Protestantes na manifestação nacional Stop Asian Hate, em 27/03/2021 (Foto de Axel Koester)

No último dia 17/03, um homem branco entrou em uma área de casas de massagem em Atlanta, nos Estados Unidos, e matou oito pessoas, seis delas mulheres descendentes de chineses e coreanos. No Reino Unido, no começo de março, um professor chinês de 37 anos foi espancado por quatro homens brancos que o xingaram de “vírus chinês”.

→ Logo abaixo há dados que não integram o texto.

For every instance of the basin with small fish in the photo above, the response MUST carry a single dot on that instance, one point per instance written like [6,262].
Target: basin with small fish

O aumento do preconceito e do ódio contra a comunidade asiática pode ser atribuído à disseminação de “fake news” que circulam desde o começo da pandemia, atribuindo aos asiáticos a proliferação do vírus, identificando-os como os únicos responsáveis pela doença, que, como sabemos, originou em Wuhan, na China. Para combater o espraiamento do preconceito nos EUA, um grupo de americanos lançou a campanha “Stop Asian Hate”/ Stop APPI Hate que vem ganhando força nas redes sociais dos Estados Unidos. As manifestações do grupo continuam ocorrendo em diversas localidades estadunidenses: Nova York, Oxford, Los Angeles, San Francisco e Chicago foram algumas das cidades que foram palco desses protestos.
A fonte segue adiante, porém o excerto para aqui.